On Wednesday morning, hundreds of thousands of California's children will wake up with something many of them have never had before: access to health insurance, thanks to Healthy Families, California's new children's health insurance plan.
California's effort to provide health insurance to more uninsured children was made possible last year when Congress passed and President Clinton signed the state Children's Health Insurance Program, the largest expansion of children's health coverage since the adoption of Medicaid in 1965. CHIP is a $4-billion-a-year national initiative for states to provide health insurance for uninsured children in low-wage working families. California is using the new CHIP funds to make insurance available to more than 400,000 children. It's a good start with the potential to help California achieve the goal of providing health insurance for all children.
Healthy Families offers health coverage to children 18 and under whose family incomes are too high to qualify for Medi-Cal, but lower than $27,300 a year for a family of three, which is twice the federal poverty level. The state has already committed $21 million a year for the recruitment and enrollment of eligible children. Now the hard work of making sure that every child is enrolled begins.
Difficult challenges lie ahead. Healthy Families' success requires getting the word out to the families of more than 1 million uninsured children--11% of all children in the state--who are eligible for Healthy Families or Medi-Cal but are not enrolled.
It is especially vital to reach out to the vast number of eligible children in Southern California and in particular to the Latino children who represent most of those eligible for both Medi-Cal and Healthy Families. Success will require the hard and innovative work of community-based organizations, employers, faith-based organizations, schools and health agencies.
Even if these efforts are successful, there are obstacles to overcome:
* Applying for Healthy Families needs to be simpler. Unlike Connecticut, where the application packet and instructions are less than six pages, California's Healthy Families application is 28 pages long.
* Medi-Cal's quarterly registration process is a real burden. Children should be covered for a full year before families need to file more paperwork. Children in Healthy Families will receive a year of coverage; lower income children in Medi-Cal need the same sustained coverage. There also needs to be continuity and cohesion between the two programs so that children's coverage will not be interrupted.

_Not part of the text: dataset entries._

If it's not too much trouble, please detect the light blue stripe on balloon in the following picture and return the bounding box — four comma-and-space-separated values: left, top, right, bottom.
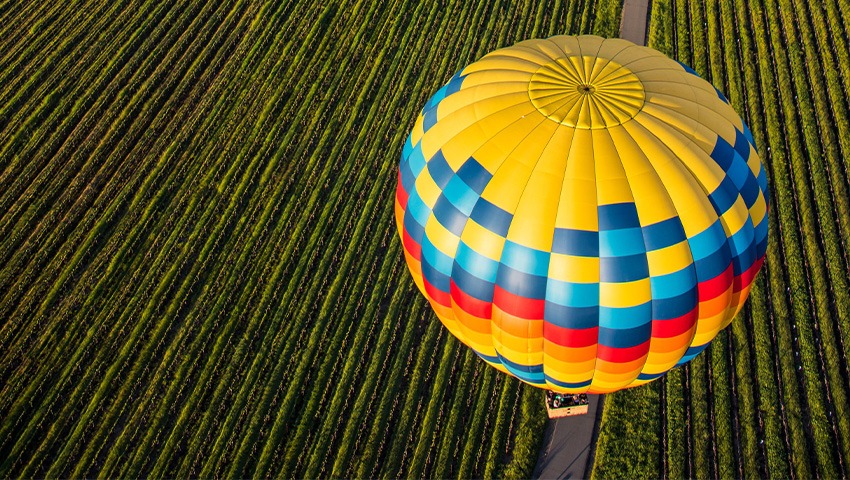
422, 235, 454, 277
649, 265, 697, 298
546, 278, 599, 307
599, 302, 652, 330
407, 188, 431, 227
443, 176, 481, 217
501, 240, 550, 277
688, 219, 726, 261
455, 241, 499, 283
599, 227, 646, 257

* The program needs to be made more affordable. Healthy Families requires that families contribute a monthly premium and copayment for each doctor visit and prescription. A recent Children's Defense Fund report found California's program charges some of the highest premiums in the nation.
* Affordable health insurance needs to be made available to all uninsured children. More than one-third of California's currently uninsured children are ineligible for Medi-Cal or Healthy Families. One way to meet this goal is to expand the program to cover children whose families earn up to three times the poverty level, or $40,950 for a family of three, while requiring parents to pay what they can. Additional federal funds are available to extend coverage to these children. Another way is to provide incentives for employers and health insurance plans to ensure that all children obtain the coverage.
Our goal should be to become the first state to provide 100% of its uninsured children with the health coverage they need and deserve.